Last Updated: 03/29/16

Collecting and Managing Clinical Data

Appropriate annotation of biospecimens is crucial to the overall usefulness of the biospecimen resource for scientific research [63].

Biospecimen resources store collected biospecimens using multiple methodologies and procedures. Researchers rely on banked biospecimens for a wide variety of purposes, using different platforms and technologies. The data recorded by investigators and biospecimen resources depend on the types of biospecimens collected and the studies’ objectives.

B.5.1. Regulatory Compliance

Data collection activities should conform to U.S. Food and Drug Administration (FDA) requirements [64] (21 CFR Part 11), if and where applicable, so that the data may be cited and/or used in Investigational New Drug and Investigational Device Exemption applications.

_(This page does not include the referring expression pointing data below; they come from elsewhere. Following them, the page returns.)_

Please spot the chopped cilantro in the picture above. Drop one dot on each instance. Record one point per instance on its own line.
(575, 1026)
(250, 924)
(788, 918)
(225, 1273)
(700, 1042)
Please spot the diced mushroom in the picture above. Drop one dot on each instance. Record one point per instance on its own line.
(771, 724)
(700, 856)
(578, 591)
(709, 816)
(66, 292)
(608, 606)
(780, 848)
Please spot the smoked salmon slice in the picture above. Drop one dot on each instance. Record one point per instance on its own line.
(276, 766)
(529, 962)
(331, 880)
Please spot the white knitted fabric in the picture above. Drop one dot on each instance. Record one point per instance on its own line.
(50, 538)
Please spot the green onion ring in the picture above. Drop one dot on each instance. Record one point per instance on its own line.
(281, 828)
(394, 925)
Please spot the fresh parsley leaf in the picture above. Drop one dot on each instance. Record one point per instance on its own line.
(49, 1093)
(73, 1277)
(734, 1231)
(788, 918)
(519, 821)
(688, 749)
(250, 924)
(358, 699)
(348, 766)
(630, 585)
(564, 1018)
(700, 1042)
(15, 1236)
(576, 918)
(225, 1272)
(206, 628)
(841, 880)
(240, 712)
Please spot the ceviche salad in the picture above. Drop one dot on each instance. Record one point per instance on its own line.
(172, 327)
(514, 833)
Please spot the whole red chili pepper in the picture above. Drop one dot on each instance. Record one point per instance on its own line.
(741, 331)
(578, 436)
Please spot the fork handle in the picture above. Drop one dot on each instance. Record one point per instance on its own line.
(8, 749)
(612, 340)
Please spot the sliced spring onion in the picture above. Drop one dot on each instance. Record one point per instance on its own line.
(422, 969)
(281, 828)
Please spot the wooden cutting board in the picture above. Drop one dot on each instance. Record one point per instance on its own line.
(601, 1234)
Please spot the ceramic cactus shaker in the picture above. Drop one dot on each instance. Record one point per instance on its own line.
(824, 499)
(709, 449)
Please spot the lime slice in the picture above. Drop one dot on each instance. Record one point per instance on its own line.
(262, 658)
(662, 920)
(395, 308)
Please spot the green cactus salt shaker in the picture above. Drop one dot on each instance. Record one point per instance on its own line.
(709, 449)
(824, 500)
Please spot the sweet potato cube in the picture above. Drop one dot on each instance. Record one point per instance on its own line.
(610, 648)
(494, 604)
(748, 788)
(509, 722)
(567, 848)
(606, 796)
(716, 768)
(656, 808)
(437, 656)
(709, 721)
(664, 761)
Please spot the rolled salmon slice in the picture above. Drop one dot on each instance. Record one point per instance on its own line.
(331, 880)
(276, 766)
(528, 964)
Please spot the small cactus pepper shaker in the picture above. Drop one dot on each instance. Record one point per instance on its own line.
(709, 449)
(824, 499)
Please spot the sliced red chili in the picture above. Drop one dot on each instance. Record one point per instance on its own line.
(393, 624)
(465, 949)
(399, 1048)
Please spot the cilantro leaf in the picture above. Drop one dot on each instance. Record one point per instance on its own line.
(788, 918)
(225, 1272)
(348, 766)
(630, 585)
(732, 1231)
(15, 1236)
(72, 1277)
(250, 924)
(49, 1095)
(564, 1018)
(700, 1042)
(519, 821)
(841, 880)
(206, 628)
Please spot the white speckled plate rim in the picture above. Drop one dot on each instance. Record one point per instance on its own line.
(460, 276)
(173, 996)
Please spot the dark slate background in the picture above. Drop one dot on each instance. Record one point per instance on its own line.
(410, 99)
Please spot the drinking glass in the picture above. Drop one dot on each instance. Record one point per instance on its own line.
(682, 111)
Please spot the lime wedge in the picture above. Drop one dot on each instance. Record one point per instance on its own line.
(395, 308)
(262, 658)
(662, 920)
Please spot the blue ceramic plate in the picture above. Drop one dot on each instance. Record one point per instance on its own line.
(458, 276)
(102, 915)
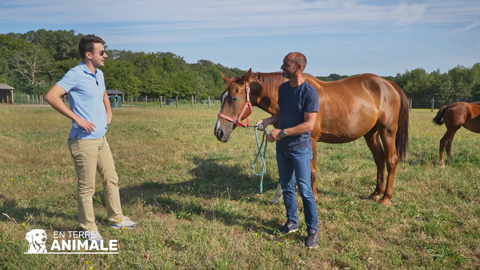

B.5.2. Collecting Clinical Data

B.5.2.1. Privacy regulations

As appropriate for the purpose and nature of the biospecimen resource, relevant clinical data associated with a biospecimen should be collected in accordance with applicable privacy statutes and regulations, and human subject protection regulations governing the acquisition of biospecimens and associated clinical data (see Sections C.2, Informed Consent, and C.3, Privacy and Confidentiality Protections, for additional information and references). Clinical data associated with the biospecimens should be used and disclosed only for research and development in compliance, as applicable, with HIPAA and HITECH, with U.S. Department of Health and Human Services (HHS) and FDA human subject protection regulations, and with applicable State and local laws

B.5.2.2 Collection requirement updates.

Biospecimen resources should track researchers’ requests for biospecimens with specific clinical data to guide the refinement of clinical data collection, as appropriate, based on the intended purpose of the resource, and if the biospecimen resource is the point of access for biospecimens and associated clinical data. Biospecimen resources should routinely summarize this information and provide it to an entity that maintains and/or collects the clinical data in order to improve the collection of clinical data.

B.5.3. Longitudinal Clinical Data

B.5.3.1 Data types

If the study design and objectives require, biospecimen resources should collect and store longitudinal data following applicable informed consent and authorization requirements. Based on these requirements, information linked to biospecimens may include demographic data, lifestyle factors, environmental and occupational exposures, cancer history, structured pathology data, additional diagnostic studies, information on initial staging procedure, treatment data, and any other data relevant to tracking a research participant’s clinical outcome (see examples in the Minimal Clinical Data Set, Appendix 1 for a recommended set of Common Data Elements (CDEs) that may be included). Different biospecimen resources may require more or less detailed annotation based on the primary intended use of the biospecimens. The dataset for clinical annotation should be based on the needs of the biospecimen resource users, as well as overall feasibility, particularly for biospecimens collected from clinical trials.

B.5.3.2. Database and data access

Databases developed for longitudinal studies should use coded data associated with a biospecimen but should maintain a secure link to identify the research participant to allow additional longitudinal data to be obtained, if permitted by law and by the research participant’s consent/authorization. Policies and protocols should be in place to facilitate access to uniform longitudinal data (e.g., treatment and outcome information, as appropriate) while protecting research participant’s privacy and confidentiality.


To collect high-quality longitudinal information, biospecimen resources should ensure that dedicated and trained personnel curate longitudinal clinical data with validation of the collection process and QA/QC.